Preliminary Solution Design
With the specifications and context given for the cluster, it's time to begin producing a first pass at the cluster's hardware and software structure. This step involves a lot of research into prices, product features, cabling and power requirements, heat generation, weight, rack space requirements, and the like. Creating component lists for the hardware and software in the cluster is also part of this step. Many tradeoffs must be made during the design; just remember that cheapest is not always best for the job at hand.
If your organization doesn't have the necessary systems-engineering expertise or isn't up to the task of doing the research, it's best to use predesigned cluster components for the hardware and use cluster-software toolkits for the operating system and infrastructure. (Part 2 of this series discussed some of these possibilities). Whether the toolkit approach fits your needs will depend on your time constraints, budget, and previous experience level. You may have to trade a little expediency for some of the projected cost savings.

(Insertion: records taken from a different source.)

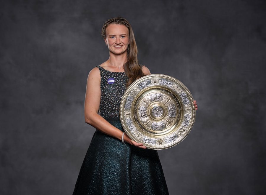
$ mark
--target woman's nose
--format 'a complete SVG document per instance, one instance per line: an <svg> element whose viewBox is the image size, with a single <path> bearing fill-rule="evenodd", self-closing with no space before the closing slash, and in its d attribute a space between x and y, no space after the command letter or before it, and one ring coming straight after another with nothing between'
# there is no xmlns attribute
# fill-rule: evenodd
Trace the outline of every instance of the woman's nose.
<svg viewBox="0 0 266 195"><path fill-rule="evenodd" d="M121 43L121 41L120 40L120 39L119 38L117 38L116 40L116 44L118 44Z"/></svg>

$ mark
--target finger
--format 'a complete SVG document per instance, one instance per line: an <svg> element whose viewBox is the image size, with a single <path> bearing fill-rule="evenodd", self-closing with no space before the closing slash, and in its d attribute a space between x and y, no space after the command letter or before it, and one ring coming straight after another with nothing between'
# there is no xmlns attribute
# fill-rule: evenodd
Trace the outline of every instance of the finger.
<svg viewBox="0 0 266 195"><path fill-rule="evenodd" d="M142 148L144 149L146 149L147 148L146 146L138 146L138 148Z"/></svg>

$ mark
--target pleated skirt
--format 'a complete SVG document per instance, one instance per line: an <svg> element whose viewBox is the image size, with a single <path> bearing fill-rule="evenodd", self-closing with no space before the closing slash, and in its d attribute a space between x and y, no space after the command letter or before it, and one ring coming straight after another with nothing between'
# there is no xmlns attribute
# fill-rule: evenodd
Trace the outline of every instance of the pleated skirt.
<svg viewBox="0 0 266 195"><path fill-rule="evenodd" d="M124 132L119 118L106 119ZM96 130L73 195L168 194L157 150L124 144Z"/></svg>

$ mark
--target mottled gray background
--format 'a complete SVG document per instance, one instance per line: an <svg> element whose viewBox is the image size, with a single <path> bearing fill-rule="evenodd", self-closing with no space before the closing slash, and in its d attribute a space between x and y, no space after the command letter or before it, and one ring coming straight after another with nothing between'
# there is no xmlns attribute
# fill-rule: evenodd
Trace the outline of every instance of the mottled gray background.
<svg viewBox="0 0 266 195"><path fill-rule="evenodd" d="M108 57L101 29L117 16L140 62L198 102L187 138L158 151L170 194L265 193L265 1L3 1L0 194L72 194L95 131L87 75Z"/></svg>

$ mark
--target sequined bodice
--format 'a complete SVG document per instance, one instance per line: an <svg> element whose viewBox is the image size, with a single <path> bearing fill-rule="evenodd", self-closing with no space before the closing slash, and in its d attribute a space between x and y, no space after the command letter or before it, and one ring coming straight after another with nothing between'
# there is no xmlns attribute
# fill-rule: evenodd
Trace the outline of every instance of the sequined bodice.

At the same time that you're working on the physical design for the racks and hardware, you need to be choosing the proper software components and architecture. Some handy tips for the do-it-yourself audience:
- Find a good graphical layout tool to use in designing the rack layouts. This suggestion may be controversial in an open source crowd, but I've found nothing better than Microsoft's Visio product, and thousands of free shapes and templates are available through sites like the Visio Café.
- Follow manufacturer's specifications for power, but make sure that they apply to your configurations. Many major hardware vendors offer configuration tools on their web sites to help with this step.
- Standardize everything. Wherever possible, use identical racks and other components.
- Verify physical constraints. Consider floor space, power connections, door height, and so on.
- Identify all of the required software infrastructure. Sketch out the hardware required to support the software, along with expected subsystem configurations.
Once you have a preliminary design in place, it's time to check it with the potential customer. The likelihood that you'll need to go back to the technical analysis step is somewhat greater than the probability that you'll proceed to the final solution design step. Be ready for this possibility.
Final Solution Design
Upon completing this stage of the design phase, you should be confident that you can identify all of the physical and virtual components of your cluster—confident enough to generate the complete bill of materials and begin ordering the individual parts. You should also be able to put together a project plan for the cluster and assign tasks and resources.
The following list shows some of the documentation you should have at this point:
- Cluster rack diagrams
- Hardware cabling diagrams
- Cluster hardware and software bill of materials
- Hardware and software vendor list and ordering information
- Hardware power and cooling requirements
- Software infrastructure design
- Network design
- Test plan for the cluster
- Project plan for the cluster
Beyond this phase is the point where theory and diagrams start becoming physical reality. Before exiting this phase of the process, it's essential to have the complete hardware and software design for the cluster in hand. You have the roadmap in your hands; it's time to start traversing the path to completion.